She and her husband say it’s rare that they get pressed on the issue. “When people ask, ‘How many kids do you have?’, I usually say ‘We have a black Lab,’ and it doesn’t go any further,” Hancock explains. “They back off at that point.”

The unspoken assumption, of course, is that childless couples may not be that way by choice, but rather are dealing with emotionally devastating infertility issues. “I think people assume we’ve tried to have kids and can’t,” says Audrey, a married South Arlington lawyer in her 30s who is strongly leaning toward skipping motherhood, but feels uncomfortable discussing it with friends and family. (She declined to use her real name in print for that very reason.)

“I feel bad [that people might think there are fertility problems] because I don’t want them to feel sorry for us,” she says.

Her hunch about what her peers may be thinking could be spot-on. In our search for childless couples to interview for this story, numerous area residents told us that while they did have married friends without kids, they considered the topic too sensitive to broach—either because they knew those friends were dealing with medical issues, or because they were uncertain and didn’t want to cause unnecessary pain by asking.
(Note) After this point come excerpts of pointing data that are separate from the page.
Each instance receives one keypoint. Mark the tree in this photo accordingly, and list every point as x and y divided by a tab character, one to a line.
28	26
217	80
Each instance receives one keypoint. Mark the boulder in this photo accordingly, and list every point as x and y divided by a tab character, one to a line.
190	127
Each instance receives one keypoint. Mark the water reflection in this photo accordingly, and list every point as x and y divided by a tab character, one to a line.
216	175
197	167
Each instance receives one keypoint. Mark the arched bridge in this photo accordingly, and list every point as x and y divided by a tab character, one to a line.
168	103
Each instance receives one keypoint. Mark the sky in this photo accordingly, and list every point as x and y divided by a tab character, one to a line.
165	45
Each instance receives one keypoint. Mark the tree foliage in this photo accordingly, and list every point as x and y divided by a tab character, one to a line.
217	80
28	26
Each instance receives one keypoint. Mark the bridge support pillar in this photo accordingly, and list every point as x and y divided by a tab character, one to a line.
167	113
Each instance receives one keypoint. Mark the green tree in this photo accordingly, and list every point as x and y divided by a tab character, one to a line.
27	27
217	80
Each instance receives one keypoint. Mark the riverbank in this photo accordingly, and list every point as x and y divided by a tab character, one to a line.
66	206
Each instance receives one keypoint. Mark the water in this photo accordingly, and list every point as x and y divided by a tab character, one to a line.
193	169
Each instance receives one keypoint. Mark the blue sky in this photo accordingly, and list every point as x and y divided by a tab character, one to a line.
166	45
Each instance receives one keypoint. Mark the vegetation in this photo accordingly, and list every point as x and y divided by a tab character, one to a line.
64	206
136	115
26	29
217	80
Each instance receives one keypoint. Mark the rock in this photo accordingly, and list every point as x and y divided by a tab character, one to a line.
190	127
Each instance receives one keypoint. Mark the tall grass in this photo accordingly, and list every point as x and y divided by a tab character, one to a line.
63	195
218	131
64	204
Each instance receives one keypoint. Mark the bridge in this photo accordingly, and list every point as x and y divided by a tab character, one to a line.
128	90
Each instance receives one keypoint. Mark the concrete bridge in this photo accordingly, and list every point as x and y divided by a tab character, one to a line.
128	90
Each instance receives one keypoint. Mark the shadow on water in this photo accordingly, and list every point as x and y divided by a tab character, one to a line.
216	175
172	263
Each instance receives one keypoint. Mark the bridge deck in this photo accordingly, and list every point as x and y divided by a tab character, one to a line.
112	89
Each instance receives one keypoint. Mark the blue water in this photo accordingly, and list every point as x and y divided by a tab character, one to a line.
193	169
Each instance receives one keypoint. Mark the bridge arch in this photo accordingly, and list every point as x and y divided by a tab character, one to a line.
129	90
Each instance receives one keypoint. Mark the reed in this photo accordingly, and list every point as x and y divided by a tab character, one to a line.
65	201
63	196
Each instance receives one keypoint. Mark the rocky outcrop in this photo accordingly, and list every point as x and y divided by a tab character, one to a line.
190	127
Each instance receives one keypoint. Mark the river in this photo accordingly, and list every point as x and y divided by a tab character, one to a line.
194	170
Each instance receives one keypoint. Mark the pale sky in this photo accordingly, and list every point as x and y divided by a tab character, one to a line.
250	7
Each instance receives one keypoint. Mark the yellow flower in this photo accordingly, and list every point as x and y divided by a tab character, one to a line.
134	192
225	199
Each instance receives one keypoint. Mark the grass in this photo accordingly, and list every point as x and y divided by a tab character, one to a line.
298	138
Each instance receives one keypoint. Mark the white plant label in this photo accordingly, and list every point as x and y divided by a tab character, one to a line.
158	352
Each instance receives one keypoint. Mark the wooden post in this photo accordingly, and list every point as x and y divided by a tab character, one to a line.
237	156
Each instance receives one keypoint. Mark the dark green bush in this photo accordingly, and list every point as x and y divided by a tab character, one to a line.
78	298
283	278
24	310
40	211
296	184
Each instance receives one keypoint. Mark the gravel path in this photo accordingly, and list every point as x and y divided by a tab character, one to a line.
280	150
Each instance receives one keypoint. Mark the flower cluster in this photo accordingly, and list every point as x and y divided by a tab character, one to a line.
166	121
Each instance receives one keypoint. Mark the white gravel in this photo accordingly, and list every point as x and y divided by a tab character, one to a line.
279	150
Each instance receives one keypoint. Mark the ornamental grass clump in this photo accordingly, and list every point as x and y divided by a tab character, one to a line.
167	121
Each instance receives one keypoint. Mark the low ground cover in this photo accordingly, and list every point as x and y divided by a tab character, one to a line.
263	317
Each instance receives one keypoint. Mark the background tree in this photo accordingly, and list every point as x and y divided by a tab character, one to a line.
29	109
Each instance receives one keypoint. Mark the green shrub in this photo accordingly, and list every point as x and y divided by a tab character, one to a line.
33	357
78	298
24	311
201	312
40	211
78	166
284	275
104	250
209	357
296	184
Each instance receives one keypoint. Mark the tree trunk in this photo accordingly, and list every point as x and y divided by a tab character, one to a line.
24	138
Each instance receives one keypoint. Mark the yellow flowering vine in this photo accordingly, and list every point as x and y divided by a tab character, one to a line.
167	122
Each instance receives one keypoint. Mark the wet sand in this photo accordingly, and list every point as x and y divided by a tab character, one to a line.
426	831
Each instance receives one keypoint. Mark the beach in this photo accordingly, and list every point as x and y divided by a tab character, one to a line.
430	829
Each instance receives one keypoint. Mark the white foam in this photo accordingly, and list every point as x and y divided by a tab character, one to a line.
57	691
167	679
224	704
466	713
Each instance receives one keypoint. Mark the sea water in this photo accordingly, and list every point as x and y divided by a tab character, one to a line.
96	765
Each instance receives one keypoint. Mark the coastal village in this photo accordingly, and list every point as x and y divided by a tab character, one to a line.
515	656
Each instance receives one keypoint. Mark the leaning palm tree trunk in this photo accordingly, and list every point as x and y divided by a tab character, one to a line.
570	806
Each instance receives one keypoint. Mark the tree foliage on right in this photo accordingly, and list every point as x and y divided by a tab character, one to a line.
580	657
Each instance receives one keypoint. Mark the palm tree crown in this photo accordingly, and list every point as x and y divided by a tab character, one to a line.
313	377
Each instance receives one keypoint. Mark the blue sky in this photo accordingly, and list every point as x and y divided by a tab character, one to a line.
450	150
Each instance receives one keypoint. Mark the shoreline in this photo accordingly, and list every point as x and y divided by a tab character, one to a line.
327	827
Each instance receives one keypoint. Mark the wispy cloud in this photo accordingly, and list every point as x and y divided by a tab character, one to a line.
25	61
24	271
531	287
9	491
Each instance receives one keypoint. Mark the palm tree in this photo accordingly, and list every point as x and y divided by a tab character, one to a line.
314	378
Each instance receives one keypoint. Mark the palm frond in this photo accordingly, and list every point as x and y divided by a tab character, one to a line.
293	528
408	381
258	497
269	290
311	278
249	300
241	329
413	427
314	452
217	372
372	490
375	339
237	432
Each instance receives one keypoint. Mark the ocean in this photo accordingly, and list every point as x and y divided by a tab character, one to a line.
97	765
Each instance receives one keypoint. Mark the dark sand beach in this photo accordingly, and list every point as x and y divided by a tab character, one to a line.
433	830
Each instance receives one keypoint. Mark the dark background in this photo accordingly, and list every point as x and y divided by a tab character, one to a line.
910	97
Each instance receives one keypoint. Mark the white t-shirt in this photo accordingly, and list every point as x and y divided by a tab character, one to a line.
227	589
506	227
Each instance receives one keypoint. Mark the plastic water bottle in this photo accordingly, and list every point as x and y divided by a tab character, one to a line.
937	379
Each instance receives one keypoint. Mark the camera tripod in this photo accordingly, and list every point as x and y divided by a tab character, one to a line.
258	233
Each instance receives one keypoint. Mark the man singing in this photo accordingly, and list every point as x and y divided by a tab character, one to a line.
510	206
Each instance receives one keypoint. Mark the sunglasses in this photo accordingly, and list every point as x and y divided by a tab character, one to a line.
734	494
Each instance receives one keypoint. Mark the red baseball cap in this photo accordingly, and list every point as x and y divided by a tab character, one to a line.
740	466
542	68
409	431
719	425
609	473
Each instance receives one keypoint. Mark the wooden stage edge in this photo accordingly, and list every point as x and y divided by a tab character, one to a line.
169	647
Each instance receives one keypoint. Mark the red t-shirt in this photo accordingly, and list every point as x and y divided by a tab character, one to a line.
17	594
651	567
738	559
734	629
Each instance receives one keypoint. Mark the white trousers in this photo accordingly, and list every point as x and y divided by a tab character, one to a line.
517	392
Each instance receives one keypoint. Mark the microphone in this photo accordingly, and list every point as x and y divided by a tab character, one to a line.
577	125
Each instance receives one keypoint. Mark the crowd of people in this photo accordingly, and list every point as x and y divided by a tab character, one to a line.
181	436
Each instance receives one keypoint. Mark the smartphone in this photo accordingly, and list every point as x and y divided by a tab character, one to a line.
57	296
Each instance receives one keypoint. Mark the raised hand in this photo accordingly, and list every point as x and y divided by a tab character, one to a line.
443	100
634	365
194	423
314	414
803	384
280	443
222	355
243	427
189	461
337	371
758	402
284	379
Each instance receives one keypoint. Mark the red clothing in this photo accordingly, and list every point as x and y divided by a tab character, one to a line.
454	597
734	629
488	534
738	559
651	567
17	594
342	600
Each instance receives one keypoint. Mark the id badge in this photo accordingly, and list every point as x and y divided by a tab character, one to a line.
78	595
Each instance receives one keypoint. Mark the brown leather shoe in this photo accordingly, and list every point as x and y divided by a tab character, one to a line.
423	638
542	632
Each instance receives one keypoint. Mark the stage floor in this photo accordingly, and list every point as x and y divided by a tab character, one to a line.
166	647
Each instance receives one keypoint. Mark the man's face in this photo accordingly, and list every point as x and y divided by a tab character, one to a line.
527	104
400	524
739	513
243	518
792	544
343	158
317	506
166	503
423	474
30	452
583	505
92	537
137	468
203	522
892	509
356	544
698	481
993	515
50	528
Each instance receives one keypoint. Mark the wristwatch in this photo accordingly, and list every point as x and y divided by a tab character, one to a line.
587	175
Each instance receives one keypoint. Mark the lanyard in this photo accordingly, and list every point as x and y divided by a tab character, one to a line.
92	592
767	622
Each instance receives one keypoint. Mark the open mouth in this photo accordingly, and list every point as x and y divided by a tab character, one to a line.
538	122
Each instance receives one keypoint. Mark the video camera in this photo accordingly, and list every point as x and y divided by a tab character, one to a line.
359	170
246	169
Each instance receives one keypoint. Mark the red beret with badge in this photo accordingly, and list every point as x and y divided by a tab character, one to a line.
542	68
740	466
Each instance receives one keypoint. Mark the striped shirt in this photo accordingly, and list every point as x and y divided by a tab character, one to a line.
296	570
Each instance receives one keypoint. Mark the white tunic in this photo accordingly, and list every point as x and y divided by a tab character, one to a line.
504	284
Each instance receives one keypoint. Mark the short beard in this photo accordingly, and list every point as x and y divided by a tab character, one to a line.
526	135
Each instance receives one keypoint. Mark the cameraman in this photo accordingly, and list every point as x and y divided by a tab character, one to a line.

Couldn’t intentionally childless couples just be more open about their choice? Sure, but the same tiptoe logic also works in the opposite direction: Many couples are reluctant to announce their decision for fear that they will make others uncomfortable, or that they will appear to be flaunting their freedom. “That seems like it could just put people on the defensive,” Hancock says.

It is a difficult tightrope to walk, acknowledges Laura S. Scott, founder of The Childless by Choice Project (www.childlessbychoiceproject.com). She has spent the past decade researching people’s decisions to be child free, producing a book, a documentary, a survey, and now an active Facebook page on the topic.

“We are at a time in our society where parenthood has moved from an assumption to a decision,” says Scott, who lives in Tampa, Fla.

Statistics suggest she may be right. According to the Pew Research Center, 19 percent of “Millennials” (Americans between the ages of 18 and 29) say they don’t want children.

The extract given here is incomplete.